Southeast Asia has taken another step towards creating a European-style economic marketplace. A series of anticipated new free-trade agreements could help the region compete with economic powerhouses India and China.

Trade ministers from the ten-member Association of Southeast Asian Nations have advanced plans to create a sprawling new common market encompassing 530 million people.

At a meeting in Jakarta, which ended Sunday, ASEAN-member states set fresh timetables for creating a network of trade agreements with leading economies elsewhere in Asia. Trade ministers now have schedules for free-trade talks with Japan, South Korea, Australia and New Zealand. A free-trade deal with China is nearly complete and could be signed as early as November.

The free-trade talks complement ASEAN's plans to ease most trade restrictions among member states by 2020.

Denis Hew of Singapore's Institute of Southeast Asian Studies says that sort of unified economic community is the only way the region can remain competitive.

"You're seeing a lot of rising competition for foreign investment, particularly from emerging markets like China and India, so the only way you're able to maintain your competitiveness is to integrate your economies to create a single market and production base, so that's what they're trying to do," Mr. Hewsaid.

Plans for the ASEAN Free Trade Agreement, or AFTA, were agreed upon last year.

The common market will eliminate tariffs on 11 key industrial sectors within ASEAN, including electronics, agriculture, textiles and rubber.

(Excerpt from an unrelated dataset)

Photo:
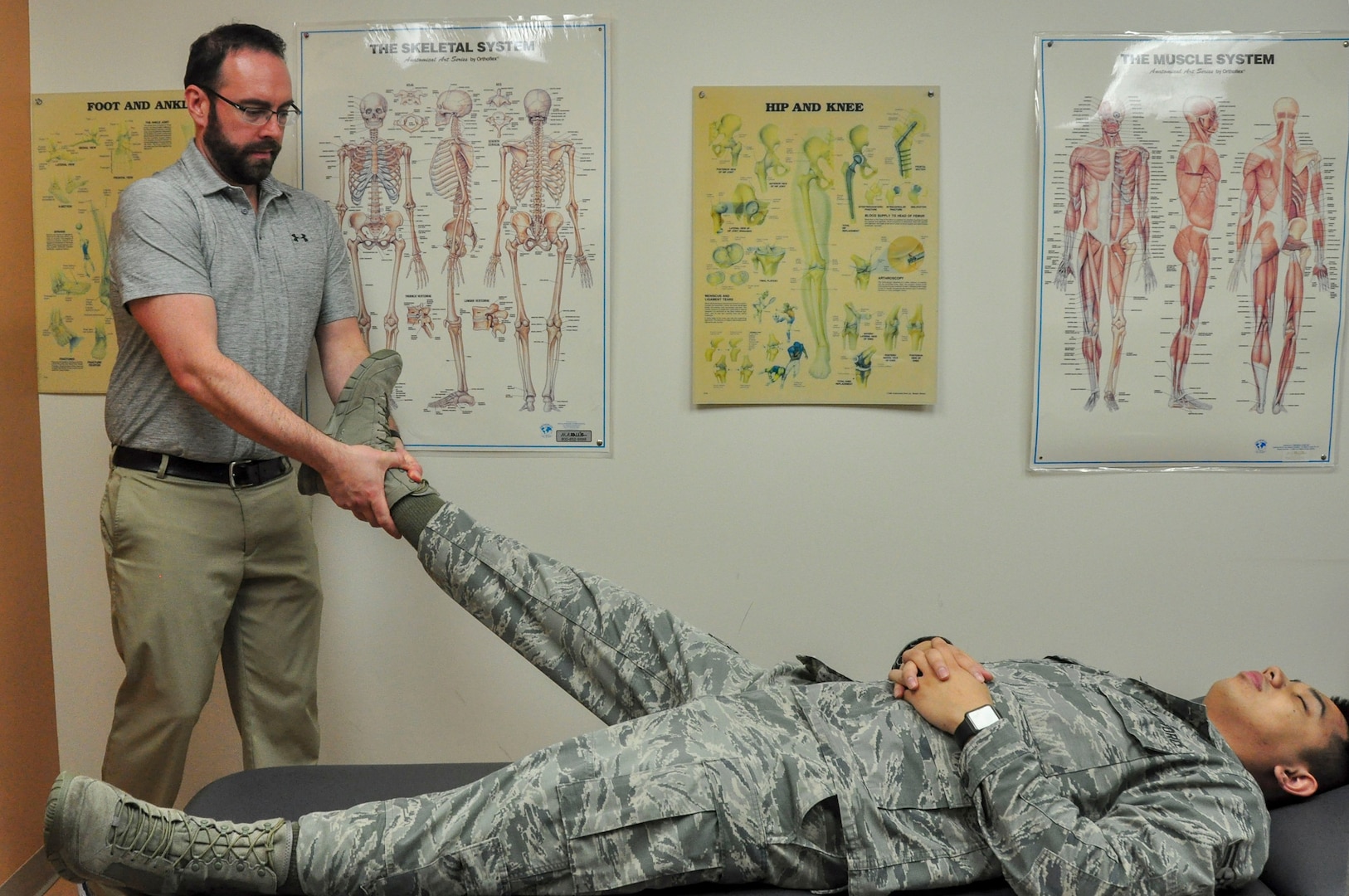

ASEAN's more-developed economies will implement the cuts by 2007, with all members expected to fall in line by 2012. ASEAN has agreed that by 2020, there will be a free flow of goods, services and investments within the region.

Southeast Asian trade ministers say a common market combined with a network of free-trade agreements should help ASEAN recapture the clout it enjoyed in the 1970's and '80's.